How you will evaluate the effectiveness of training programmes? If there are shortcomings in training, what steps will u take to overcome these? Immediate level evaluation answers questions of the extent to which delegates have learnt from the training. The training objectives are set and then and the assessment is made against these objectives. It is critical that the training objectives cover the span of the learning required and are expressed in such a way that their achievement can be measured. The two types of immediate level evaluation are: a. The first measures whether the training objectives have been achieved e.g. whether the delegates have reached the requirement standard or level of competence, and assessment takes place only at the end of the training.


b. The second measures the gain in learning and therefore assessment is required both before and after the training. Immediate level evaluations take place in the training environment and give a feedback on the training delivery process itself and on the training need analysis. Poor results will indicate that the course has been ineffective in meeting the training objectives. There are basically two types of poor results: a. The results are poor for only a small number of delegates. b. The results are generally poor for all delegates. If the results are poor for only 1 or 2 delegates then the course was inappropriate for them, maybe the trainer and the trainees did not connect, or they did not approach the training in an appropriate way, however if the results were generally poor then the possibilities could be with the performance of the trainer, the training methods used, the content/level of the course or any combination of these.
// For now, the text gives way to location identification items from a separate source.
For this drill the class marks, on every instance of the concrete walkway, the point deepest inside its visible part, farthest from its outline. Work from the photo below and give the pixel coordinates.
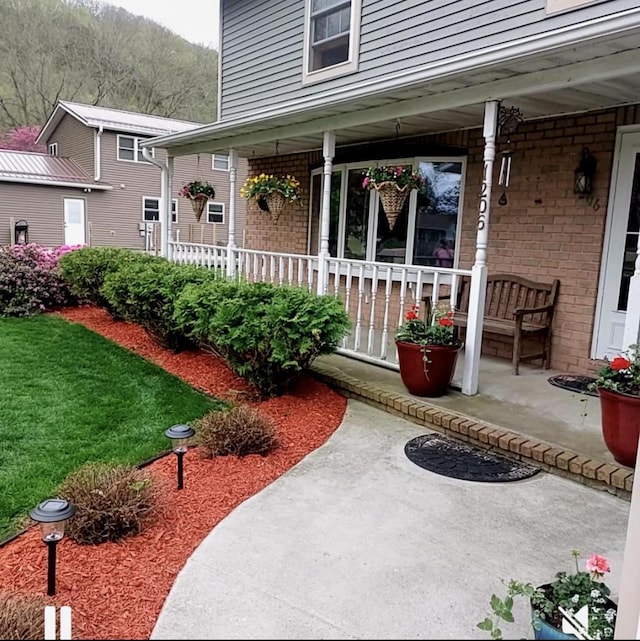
(357, 542)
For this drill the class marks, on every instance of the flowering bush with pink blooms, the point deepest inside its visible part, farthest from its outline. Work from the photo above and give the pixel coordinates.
(30, 279)
(563, 599)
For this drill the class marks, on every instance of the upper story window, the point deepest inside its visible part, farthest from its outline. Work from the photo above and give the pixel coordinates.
(332, 38)
(129, 149)
(220, 161)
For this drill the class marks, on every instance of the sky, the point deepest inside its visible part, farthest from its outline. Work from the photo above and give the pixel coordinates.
(194, 20)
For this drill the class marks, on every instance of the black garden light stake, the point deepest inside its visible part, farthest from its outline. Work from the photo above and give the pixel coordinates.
(52, 515)
(180, 435)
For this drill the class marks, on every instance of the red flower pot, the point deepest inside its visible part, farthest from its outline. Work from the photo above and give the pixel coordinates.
(620, 424)
(431, 377)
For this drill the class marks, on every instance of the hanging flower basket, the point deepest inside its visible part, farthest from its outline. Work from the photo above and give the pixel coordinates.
(392, 198)
(198, 203)
(275, 202)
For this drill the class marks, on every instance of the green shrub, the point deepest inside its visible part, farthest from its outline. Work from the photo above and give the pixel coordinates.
(268, 334)
(146, 294)
(85, 270)
(240, 430)
(112, 501)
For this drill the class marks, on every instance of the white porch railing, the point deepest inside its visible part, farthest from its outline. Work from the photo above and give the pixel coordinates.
(375, 295)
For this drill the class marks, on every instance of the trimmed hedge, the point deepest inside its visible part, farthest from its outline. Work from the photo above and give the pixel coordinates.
(268, 334)
(145, 293)
(86, 269)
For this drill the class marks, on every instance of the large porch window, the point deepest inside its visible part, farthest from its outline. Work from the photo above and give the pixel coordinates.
(426, 232)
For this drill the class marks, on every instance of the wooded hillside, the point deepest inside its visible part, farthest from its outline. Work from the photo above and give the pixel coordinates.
(84, 51)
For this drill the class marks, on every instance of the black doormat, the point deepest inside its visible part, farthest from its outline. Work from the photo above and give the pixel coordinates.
(458, 460)
(579, 384)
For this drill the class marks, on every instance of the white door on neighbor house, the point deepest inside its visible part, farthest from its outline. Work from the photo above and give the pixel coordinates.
(74, 223)
(620, 250)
How we tackle immediate level evaluation usually depends on the nature of the learning that is taking place. Hence learning involves 1. Knowledge: knowledge learning is most often assessed using self-complete questionnaires which are of three types: a. A simple questionnaire that requires the delegates to answer either yes/no/dont know or true/false/dont know to a list of questions. b. A multiple choice questionnaire which may offer the delegates a number or choices of answer. c. An open ended questionnaire which requires free form essay type questions. Assessing knowledge can be carried out for the two purposes a. Ensuring a required standard or level of competence has been reached this will often be expressed in terms of achieving of minimum marks of say 80%. b. Assessing gain in learning which is often expressed in terms of a gain ratio. 2. Skills Skill based learning is assessed by observation. Successful skill assessment is based on two key factors a. The design of the assessment/observation process and form b. The use of trained observers. The assessment of skills can be carried out for the two purposes of

a. Ensuring that a required standard of competence is achieved e.g. passing the driving test, gaining a certificate/ license in welding b. Assessing gain in skills 3. Attitudes Assessing attitudes is very difficult. Often delegates are aware of the right answers. It is very difficult to change attitudes an you are aiming at changing the way people actually behave. This can be both a long process and one where the results are best measured where the behaviors will operate.